The San Angeles Paramedical Service was, ostensibly, funded by a multicorporate consortium to bring-as the name suggests-paramedical services to those remaining in the No-Go zone. Medical treatment was free… provided you agreed to donate such biological material as might be appropriate, to the organ-banks or for biomedical research, should you be unfortunate enough to die despite the very best of paramedical efforts.
The end result of this was obvious. You didn’t call the SAPS in if you were attached to your bodily parts and wanted to stay that way.
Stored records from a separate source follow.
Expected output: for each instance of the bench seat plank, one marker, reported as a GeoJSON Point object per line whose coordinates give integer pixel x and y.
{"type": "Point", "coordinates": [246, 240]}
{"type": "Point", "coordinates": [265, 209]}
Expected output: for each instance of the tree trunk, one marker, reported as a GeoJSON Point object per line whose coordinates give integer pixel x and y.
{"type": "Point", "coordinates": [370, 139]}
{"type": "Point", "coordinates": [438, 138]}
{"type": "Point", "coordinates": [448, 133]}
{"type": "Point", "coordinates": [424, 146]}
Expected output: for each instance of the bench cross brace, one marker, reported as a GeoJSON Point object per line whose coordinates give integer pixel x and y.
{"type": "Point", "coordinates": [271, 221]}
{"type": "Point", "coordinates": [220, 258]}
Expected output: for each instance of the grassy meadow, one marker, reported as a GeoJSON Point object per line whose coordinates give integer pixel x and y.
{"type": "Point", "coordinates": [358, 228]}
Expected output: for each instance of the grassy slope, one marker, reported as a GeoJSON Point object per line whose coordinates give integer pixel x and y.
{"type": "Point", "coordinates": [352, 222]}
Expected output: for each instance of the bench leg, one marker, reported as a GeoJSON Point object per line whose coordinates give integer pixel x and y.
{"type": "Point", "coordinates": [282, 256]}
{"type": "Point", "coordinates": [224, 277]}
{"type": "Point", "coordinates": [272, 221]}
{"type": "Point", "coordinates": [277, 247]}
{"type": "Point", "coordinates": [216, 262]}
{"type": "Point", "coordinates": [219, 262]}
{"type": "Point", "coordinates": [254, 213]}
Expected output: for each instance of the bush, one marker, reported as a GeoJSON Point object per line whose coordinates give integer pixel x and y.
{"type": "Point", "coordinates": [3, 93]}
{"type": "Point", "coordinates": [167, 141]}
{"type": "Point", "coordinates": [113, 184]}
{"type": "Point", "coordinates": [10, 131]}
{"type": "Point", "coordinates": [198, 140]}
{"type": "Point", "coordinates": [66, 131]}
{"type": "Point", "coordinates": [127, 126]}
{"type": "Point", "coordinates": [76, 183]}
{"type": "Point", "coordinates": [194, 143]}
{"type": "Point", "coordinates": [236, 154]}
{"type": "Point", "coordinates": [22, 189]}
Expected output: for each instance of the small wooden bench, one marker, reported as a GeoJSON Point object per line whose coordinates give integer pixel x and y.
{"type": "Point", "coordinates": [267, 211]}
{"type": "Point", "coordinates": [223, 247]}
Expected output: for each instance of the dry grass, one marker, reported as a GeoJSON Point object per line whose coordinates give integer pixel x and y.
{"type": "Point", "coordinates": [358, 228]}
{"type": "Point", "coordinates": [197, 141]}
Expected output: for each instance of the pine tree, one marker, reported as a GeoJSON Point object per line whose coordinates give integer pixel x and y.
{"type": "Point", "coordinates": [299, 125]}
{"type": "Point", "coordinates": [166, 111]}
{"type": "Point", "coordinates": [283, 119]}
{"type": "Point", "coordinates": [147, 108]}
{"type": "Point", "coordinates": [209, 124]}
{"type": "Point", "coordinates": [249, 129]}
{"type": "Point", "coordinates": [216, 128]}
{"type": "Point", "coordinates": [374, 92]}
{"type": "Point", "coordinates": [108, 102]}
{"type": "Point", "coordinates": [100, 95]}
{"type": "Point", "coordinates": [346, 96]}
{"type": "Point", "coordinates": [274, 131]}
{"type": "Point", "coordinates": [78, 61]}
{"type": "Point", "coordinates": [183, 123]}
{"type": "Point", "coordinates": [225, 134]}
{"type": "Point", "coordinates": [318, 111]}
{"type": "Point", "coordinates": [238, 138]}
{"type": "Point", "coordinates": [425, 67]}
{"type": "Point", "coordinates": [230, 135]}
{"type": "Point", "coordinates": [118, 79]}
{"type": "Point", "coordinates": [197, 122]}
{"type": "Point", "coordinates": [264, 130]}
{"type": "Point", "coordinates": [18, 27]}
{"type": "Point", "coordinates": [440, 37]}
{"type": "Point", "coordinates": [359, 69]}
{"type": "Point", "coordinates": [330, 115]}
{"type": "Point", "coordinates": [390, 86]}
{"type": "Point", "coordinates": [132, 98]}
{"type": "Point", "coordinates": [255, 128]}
And if you caught sight of one of their Meat Wagon hovercraft, you rabbited and hid before they could draw a bead on you.
In the violent and casually lethal world of the No-Go, the SAPS, at best, performed the general function of vultures.
“So, you know what I’m thinking, Karl?” said Lenny.
“What are you thinking, Lenny?” said Karl.
“I’m thinking, Karl,” said Lenny, “that it’s time we had ourselves another little hunting party. Seems that I happen to recall some folks with a small lab not far from here.”
“Chemical lab, Lenny?” asked Karl. “Not, uh, a chemical lab doing stuff that might be, you know, important to the Big Guys?” He pronounced the name as though it were significantly capitalized, as indeed it was.
“Nothing of the sort, Karl,” Lenny reassured him. “Jerkoffs are strictly retro. They’re just brewing up a little line in crystal-meth.”
“Just the sort of cowboy operation, Lenny, that could explode from under them at any time…” Karl said thoughtfully. “Total loss of life in a deplorable and sickening if not entirely tragic manner.”
“And a nice little windfall for us, Karl,” said Lenny. “Always provided that certain people remember to go easy on the incendiaries.”
Lenny fired up the fans, and the big SAPS Meat Wagon hovercraft was in the process of hefting itself up on its skirt when the comms unit broke in.
“ Code twenty-three alert from GenTech… ” the SAPS dispatcher said, then rattled off a string of coordinates that would be utterly meaningless to anyone who did not know what a Code Twenty-three meant. Then:
“ All available units required. Do not-repeat, do not -engage the primary directly. Standard clean-up and contain, and await suitably qualified assistance… ”
Lenny turned the Meat Wagon in the air, and punched the crash-course coordinates they had received into the autopilot.